Ballhaus Naunynstraße
Ce lieu se définit comme un théâtre « translocal » depuis sa réouverture en 2008 avec une programmation à dominante « post-migratoire ». Ce terme a été inventé par sa précédente intendante Shirmin Langhoff – aujourd’hui à l’intendance du Maxim Gorki Theater – et pour qui il était essentiel que le théâtre reflète l’ « identité bâtarde » de Berlin. Ce lieu se fit principalement un nom grâce à la programmation de Verrücktes Blut de Nurkan Erpulat et de Jens Hillje – aujourd’hui co-intendant du Gorki Theater. Ce centre de création et de recherche a opté pour une programmation engagée, cinglante mais pleine d’humour pour traiter les sujets de société les plus tabous. Les nouveaux intendants Wagner Carvalho et Tunçay Kulaoğlu s’inscrivent dans la continuité de ce théâtre post-migratoire mais vont encore plus loin dans la recherche d’un théâtre tourné vers l’avenir avec des nouvelles formes d’expression dramatique propres à la nouvelle génération d’artistes.
Focus sur la danse
Il semble également important de nommer trois autres lieux majeurs de la scène indépendante berlinoise pour le théâtre ou la scène interdisciplinaire propre à Berlin, même si les productions de ces lieux de création se concentrent essentiellement sur la danse.
Uferstudios
Ces salles de spectacles de danse installées dans l’ancien centre de stockage des transports publics berlinois ont pour particularité d’être un lieu d’information mais aussi de rencontres entre élèves et professeurs de danse, chercheurs et sociologues. Ainsi ce lieu s’inscrit-il dans une série de recherches d’étudiants et de professeurs de l’école des arts de Berlin (UdK) au sujet de l’existence et de la nécessité d’un lien entre l’art – et plus particulièrement la danse – et l’engagement politique. L’Uferstudios fait partie de la Tanzfabrik.

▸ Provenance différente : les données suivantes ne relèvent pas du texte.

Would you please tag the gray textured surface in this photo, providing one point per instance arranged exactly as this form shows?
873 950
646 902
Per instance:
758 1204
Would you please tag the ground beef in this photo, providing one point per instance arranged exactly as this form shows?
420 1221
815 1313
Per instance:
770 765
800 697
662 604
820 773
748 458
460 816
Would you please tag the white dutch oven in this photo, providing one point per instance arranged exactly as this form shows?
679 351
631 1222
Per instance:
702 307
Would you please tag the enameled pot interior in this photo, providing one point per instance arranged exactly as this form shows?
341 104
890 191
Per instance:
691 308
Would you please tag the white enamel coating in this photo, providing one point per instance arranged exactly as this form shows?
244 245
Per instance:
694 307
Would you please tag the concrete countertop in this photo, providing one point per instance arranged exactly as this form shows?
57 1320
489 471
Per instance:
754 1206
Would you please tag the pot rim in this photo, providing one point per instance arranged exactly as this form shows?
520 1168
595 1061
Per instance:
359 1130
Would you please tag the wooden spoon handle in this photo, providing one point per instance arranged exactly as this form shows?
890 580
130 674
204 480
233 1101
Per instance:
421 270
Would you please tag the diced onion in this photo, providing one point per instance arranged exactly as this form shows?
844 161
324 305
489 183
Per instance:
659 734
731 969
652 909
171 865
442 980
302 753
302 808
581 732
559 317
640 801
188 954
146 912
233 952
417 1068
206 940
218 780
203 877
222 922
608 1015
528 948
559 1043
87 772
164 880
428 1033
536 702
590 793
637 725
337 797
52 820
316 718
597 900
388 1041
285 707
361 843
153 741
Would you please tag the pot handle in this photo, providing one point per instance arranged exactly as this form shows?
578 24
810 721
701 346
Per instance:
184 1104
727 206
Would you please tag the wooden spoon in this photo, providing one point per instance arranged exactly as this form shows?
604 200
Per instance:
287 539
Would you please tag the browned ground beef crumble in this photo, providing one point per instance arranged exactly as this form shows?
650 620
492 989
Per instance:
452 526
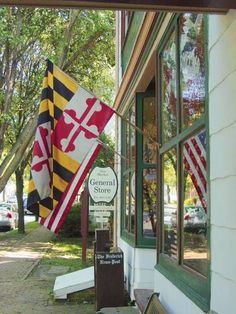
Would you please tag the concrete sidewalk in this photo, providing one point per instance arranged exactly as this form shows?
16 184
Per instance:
22 293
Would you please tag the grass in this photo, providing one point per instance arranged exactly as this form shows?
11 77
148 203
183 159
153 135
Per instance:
14 235
67 252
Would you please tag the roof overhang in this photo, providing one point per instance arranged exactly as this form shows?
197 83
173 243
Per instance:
210 6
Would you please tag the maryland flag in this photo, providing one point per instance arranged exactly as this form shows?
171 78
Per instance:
65 147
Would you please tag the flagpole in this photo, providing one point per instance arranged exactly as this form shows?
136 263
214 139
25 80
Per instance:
136 128
114 151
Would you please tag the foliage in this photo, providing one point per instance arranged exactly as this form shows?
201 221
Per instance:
13 234
80 42
106 155
72 225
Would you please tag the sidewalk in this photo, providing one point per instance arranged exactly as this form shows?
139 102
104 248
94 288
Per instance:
22 293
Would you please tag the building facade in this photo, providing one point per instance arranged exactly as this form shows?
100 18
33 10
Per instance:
176 224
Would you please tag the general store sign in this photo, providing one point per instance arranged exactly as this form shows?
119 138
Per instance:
159 5
102 184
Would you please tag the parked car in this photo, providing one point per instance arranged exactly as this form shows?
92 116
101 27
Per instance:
8 216
195 219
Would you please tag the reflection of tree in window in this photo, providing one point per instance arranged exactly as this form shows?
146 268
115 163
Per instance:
149 202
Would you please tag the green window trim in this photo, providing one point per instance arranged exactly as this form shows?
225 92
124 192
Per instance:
127 169
142 241
192 284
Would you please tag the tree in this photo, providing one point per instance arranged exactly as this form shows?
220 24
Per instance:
80 42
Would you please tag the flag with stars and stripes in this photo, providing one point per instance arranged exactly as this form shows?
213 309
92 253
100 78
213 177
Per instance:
65 147
195 163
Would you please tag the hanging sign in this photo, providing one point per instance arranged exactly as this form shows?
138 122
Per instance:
102 184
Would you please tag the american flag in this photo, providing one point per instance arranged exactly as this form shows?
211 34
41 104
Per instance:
195 163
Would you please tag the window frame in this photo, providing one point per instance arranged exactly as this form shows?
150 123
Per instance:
142 241
128 236
191 283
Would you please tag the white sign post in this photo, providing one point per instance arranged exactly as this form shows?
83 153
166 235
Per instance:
102 187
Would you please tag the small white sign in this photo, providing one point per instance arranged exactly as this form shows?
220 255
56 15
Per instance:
100 214
102 184
101 219
101 208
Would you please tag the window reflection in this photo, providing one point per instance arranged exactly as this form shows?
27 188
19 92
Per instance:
149 202
195 205
149 128
132 146
170 203
169 89
192 59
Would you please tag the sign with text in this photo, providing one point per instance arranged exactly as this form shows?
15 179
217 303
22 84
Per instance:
102 184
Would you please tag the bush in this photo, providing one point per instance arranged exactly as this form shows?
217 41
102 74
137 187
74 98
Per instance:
72 225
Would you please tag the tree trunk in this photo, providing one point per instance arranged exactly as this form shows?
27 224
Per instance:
19 196
15 156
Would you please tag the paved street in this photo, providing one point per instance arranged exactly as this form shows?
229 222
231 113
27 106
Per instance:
20 291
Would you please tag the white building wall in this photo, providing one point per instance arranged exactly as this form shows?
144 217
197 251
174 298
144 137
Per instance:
222 131
138 267
222 111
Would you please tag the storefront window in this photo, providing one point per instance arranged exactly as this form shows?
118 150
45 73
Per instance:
170 203
169 88
183 156
195 203
128 169
192 67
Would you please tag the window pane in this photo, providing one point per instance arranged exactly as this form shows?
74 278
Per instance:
192 66
170 203
132 142
149 127
149 202
195 205
132 204
169 89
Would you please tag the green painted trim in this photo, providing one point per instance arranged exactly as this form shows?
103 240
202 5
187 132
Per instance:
142 241
143 59
192 284
131 38
125 234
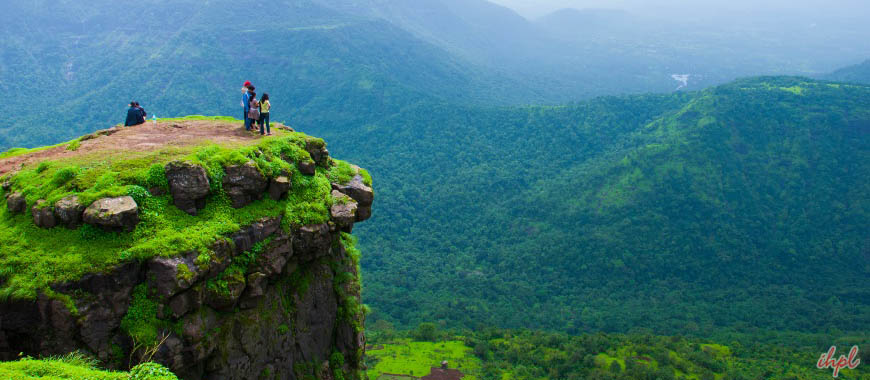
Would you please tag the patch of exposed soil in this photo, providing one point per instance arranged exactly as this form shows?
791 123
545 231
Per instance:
142 137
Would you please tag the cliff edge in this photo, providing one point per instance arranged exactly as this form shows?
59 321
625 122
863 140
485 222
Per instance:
190 243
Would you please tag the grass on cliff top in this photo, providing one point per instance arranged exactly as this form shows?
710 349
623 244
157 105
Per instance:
416 359
32 258
77 367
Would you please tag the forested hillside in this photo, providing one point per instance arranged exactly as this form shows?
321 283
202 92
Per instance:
741 207
348 63
859 73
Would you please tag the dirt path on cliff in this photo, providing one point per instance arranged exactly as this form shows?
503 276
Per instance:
142 137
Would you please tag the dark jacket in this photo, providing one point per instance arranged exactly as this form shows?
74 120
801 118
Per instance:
135 116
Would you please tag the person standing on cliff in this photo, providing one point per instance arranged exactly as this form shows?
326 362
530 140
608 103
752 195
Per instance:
265 107
135 115
247 88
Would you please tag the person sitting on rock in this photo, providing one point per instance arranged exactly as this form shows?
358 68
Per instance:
144 114
135 115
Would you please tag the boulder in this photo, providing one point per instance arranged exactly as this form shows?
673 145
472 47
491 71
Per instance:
273 259
16 203
258 231
361 193
279 187
168 276
306 167
317 151
255 290
343 210
188 184
312 241
244 184
119 213
224 298
68 211
43 215
185 302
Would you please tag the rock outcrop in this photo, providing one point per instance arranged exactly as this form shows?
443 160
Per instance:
16 203
68 211
259 293
43 215
188 184
279 314
244 184
317 151
279 187
361 193
119 213
343 210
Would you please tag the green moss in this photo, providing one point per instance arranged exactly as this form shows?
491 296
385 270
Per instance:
141 322
32 258
74 145
151 371
184 272
76 366
342 172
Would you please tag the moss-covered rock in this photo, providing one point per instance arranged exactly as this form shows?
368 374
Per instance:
205 293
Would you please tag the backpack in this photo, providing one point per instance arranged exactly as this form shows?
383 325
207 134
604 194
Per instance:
254 113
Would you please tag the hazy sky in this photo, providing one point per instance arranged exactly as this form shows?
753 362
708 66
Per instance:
537 8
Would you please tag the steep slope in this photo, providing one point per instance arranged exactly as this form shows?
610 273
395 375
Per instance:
664 212
195 60
189 242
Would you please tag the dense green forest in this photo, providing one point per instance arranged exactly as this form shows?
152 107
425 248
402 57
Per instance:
740 210
494 354
743 207
857 73
344 63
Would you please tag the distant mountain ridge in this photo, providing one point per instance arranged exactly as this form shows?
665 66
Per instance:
859 73
663 212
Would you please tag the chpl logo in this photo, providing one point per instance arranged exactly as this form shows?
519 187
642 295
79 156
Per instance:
827 360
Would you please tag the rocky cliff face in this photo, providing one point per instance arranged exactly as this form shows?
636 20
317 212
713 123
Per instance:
273 300
293 312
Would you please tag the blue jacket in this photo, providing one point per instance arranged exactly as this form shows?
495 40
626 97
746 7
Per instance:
135 116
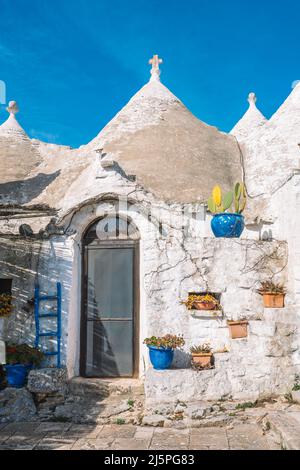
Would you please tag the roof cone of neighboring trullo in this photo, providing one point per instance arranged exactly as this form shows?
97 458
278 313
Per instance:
272 154
287 118
172 153
18 155
252 120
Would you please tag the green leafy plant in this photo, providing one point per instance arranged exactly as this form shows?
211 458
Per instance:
5 305
201 349
296 387
240 198
120 421
23 354
270 287
165 342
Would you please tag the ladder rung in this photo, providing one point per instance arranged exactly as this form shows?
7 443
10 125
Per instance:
47 297
49 333
48 315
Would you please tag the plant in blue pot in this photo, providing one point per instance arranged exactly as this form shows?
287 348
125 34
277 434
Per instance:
228 224
20 358
161 350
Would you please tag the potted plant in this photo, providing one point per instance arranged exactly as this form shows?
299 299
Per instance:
161 350
20 358
273 294
201 355
238 328
5 305
225 224
202 302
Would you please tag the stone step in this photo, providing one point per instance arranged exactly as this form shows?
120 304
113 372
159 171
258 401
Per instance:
102 388
286 426
290 314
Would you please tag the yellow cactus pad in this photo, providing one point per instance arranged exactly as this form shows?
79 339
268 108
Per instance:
217 195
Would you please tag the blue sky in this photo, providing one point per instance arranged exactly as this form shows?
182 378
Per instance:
72 64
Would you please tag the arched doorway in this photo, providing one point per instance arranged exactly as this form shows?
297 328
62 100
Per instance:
110 299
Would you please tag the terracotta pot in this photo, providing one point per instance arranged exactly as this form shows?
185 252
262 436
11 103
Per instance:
198 305
238 329
273 300
202 359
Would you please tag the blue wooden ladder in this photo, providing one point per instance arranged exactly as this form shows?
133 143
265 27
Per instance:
40 315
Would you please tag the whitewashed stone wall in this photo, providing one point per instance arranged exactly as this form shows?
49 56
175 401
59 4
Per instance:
174 261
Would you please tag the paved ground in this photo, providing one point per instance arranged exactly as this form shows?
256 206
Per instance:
61 436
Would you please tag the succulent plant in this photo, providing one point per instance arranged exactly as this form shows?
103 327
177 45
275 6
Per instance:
218 203
239 197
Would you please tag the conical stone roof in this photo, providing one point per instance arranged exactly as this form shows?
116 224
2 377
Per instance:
252 120
172 153
18 155
272 153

© Tous droits réservés par Uferstudios
Dock 11
Si ce complexe industriel situé à Prenzlauer Berg depuis 1994 est essentiellement actif dans le domaine de la danse, on y voit également beaucoup de performances et de créations théâtrales. Les chorégraphes les plus présents sont Martin Stiefermann, Isabelle Schad et Benoît Maubrey. On peut également prendre des cours de danse que l’on soit professionnel ou simple amateur.
© DOCK11 – Photo: Doris Kolde
Neuköllner Oper
Cet opéra privé est un élève modèle de la scène alternative berlinoise en opéra. La programmation couvre un spectre assez large : des opéras classiques de Mozart aux mises en scènes avant-gardistes comme des opéras plus contemporains et expérimentaux comme la co-production germano-grecque Yasou Aida. Grâce à ce lieu, on croît à nouveau à l’opéra citoyen, à un lieu de rencontre mêlant des milieux artistiques, sociaux et intellectuels variés.